Rekord-Gold für Wintersport-Star
Rekord-Gold für Wintersport-Star

Olympiasiegerin Hannah Neise (Winterberg) und Einzel-Weltmeister Christopher Grotheer (Oberhof) haben bei der Skeleton-WM in Winterberg am Samstagabend Gold im Mixed-Team gewonnen. Jacqueline Pfeifer (Olsberg) und Axel Jungk (Oberbärenburg) sicherten sich zudem die Bronzemedaille, Silber ging an Einzel-Vizeweltmeister Matt Weston und Tabitha Stoecker aus Großbritannien.

Nun Doppelweltmeister zu sein, sei "ein geiles Gefühl", sagte Grotheer, der mit seinem insgesamt siebten WM-Titel (drei im Einzel, vier im Team) auch einen neuen Rekord aufstellte. Der Olympiasieger von Peking zog durch den Erfolg am Letten Martins Dukurs vorbei, der allerdings alle sechs Titel im Einzel holte.

„Das waren einfach geile drei Tage“

"Unglaublich, überragend, nicht zu erwarten", lautete das Fazit von Bundestrainer Christian Baude nach dem erfolgreichen Abschluss des WM-Wochenendes, an dem seine Schützlinge insgesamt vier Medaillen einfuhren. "Ich hätte niemals geglaubt, dass wir in Winterberg so erfolgreich sein können", sagte Baude: "Das waren einfach geile drei Tage."

Lokalmatadorin Neise hatte am Vortag bereits Bronze gewonnen und attestierte ihrer Heimbahn beim abschließenden Rennen noch einmal "einfach richtig geile Stimmung".

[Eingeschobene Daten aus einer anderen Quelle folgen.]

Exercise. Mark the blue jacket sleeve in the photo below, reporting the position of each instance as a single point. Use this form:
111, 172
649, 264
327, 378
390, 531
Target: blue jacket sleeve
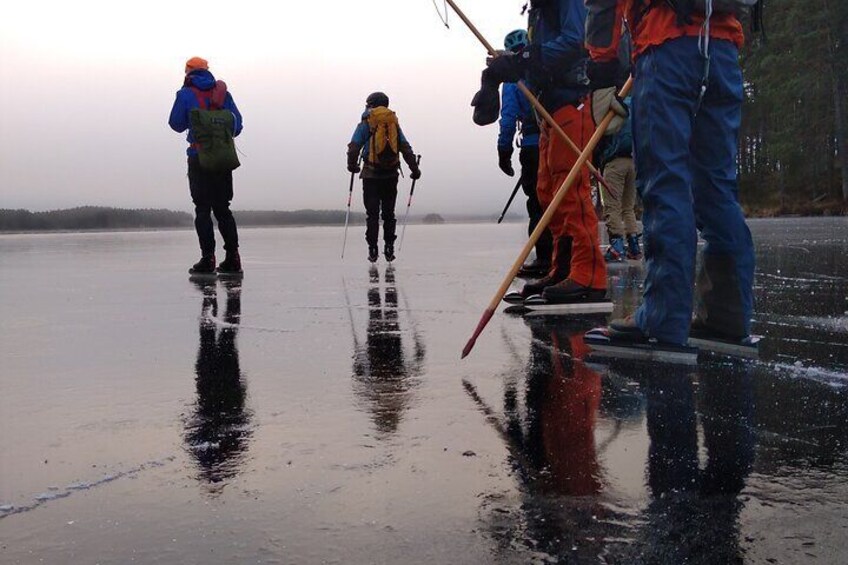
179, 113
510, 114
361, 134
230, 104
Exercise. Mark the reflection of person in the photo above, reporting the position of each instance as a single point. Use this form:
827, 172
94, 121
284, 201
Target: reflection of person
380, 142
551, 440
616, 160
555, 66
563, 396
693, 513
384, 376
218, 431
210, 191
516, 112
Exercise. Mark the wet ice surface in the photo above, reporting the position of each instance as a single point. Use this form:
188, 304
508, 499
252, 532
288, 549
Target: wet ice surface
318, 411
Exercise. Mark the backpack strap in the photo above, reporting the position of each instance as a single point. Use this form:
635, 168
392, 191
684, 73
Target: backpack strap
211, 99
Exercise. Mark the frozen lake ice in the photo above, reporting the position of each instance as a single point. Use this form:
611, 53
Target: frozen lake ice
317, 411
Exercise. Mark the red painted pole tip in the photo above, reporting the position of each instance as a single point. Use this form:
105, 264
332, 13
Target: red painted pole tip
487, 315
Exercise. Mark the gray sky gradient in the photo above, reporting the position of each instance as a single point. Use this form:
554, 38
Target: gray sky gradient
88, 85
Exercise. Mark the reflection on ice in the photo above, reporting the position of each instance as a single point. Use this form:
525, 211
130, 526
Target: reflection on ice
217, 433
384, 370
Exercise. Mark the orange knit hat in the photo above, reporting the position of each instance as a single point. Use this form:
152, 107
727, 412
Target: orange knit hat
196, 63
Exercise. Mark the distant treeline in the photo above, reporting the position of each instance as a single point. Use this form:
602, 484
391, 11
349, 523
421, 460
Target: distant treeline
92, 218
105, 218
793, 156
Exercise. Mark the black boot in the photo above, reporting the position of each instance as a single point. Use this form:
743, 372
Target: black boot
231, 265
558, 274
534, 269
718, 299
205, 266
568, 291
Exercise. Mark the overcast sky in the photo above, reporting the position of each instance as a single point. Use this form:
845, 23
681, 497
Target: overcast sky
88, 86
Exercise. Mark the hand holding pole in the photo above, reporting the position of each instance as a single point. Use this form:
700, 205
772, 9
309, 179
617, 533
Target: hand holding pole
546, 116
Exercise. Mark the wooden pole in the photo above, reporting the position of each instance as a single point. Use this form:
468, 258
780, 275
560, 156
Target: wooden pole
544, 221
546, 116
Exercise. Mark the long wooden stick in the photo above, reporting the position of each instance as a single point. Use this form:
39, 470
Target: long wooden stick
535, 102
544, 221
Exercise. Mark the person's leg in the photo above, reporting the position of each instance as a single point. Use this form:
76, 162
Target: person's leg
588, 268
628, 198
201, 197
615, 173
371, 198
668, 79
561, 242
725, 281
388, 198
529, 159
545, 191
631, 226
222, 184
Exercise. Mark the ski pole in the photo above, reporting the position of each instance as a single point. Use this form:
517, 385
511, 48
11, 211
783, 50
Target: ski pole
408, 204
347, 215
543, 221
535, 102
511, 198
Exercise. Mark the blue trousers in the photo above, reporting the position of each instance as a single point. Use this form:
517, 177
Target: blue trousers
686, 167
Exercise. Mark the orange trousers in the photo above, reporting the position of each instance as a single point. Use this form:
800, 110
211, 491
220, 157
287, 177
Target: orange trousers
575, 216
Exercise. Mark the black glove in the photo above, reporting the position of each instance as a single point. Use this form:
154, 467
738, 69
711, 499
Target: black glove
603, 75
605, 100
487, 102
505, 161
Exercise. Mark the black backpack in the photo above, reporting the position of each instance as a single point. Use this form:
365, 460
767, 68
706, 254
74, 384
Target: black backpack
685, 8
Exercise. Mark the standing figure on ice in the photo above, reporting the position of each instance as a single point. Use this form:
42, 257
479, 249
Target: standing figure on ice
554, 65
687, 106
516, 112
379, 141
209, 113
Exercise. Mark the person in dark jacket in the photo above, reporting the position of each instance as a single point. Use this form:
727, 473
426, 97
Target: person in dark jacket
555, 66
516, 112
379, 178
211, 192
687, 109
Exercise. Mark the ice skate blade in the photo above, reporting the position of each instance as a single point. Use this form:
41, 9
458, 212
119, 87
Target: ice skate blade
748, 348
202, 277
539, 306
515, 310
636, 352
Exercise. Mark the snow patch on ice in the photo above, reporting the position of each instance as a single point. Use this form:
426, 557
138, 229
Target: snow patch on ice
836, 379
55, 492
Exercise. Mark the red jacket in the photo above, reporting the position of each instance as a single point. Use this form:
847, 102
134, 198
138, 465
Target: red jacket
656, 26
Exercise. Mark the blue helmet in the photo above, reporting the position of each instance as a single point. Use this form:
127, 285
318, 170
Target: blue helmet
516, 40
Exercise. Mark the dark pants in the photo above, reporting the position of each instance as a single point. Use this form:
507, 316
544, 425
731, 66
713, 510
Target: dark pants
212, 192
529, 159
380, 196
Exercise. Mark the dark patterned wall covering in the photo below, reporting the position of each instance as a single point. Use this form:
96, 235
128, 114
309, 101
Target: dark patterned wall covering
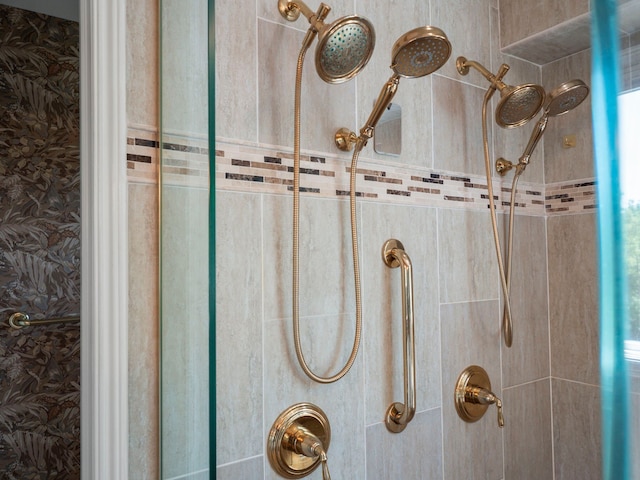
39, 245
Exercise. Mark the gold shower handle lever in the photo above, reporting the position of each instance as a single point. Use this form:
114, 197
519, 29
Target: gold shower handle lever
400, 414
473, 395
482, 396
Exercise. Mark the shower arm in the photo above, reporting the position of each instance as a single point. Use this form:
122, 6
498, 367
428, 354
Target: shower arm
291, 11
462, 64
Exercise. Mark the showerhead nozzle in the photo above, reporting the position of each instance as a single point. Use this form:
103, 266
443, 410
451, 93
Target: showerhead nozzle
519, 104
420, 52
566, 97
344, 48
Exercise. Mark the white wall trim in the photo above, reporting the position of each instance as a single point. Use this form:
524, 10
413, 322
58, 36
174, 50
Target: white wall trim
104, 406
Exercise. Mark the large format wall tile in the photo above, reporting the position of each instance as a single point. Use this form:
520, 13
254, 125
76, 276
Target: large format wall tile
239, 387
251, 468
520, 19
325, 257
576, 430
421, 441
528, 357
468, 266
527, 431
468, 27
573, 298
569, 163
470, 336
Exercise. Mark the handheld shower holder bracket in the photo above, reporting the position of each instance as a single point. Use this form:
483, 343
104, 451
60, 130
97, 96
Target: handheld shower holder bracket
503, 166
345, 139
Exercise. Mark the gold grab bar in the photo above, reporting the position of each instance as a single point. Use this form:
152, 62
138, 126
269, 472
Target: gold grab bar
19, 320
400, 414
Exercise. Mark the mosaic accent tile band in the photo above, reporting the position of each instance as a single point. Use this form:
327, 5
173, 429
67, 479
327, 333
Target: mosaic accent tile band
264, 169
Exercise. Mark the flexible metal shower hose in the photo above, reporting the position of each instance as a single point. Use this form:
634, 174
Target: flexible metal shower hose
512, 205
296, 234
506, 324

Das Mixed-Team-Event stand erst zum vierten Mal im WM-Programm, immer ging der Sieg nach Deutschland. Anders als in den Einzelrennen, in denen die Skeletonis selbst entscheiden, wann sie starten, müssen sie im Mixed Team auf ein optisches Signal reagieren, sodass auch Fehlstarts möglich sind.

In Mailand und Cortina d‘Ampezzo wird das Format 2026 außerdem erstmals auch bei Olympischen Winterspielen im Programm stehen.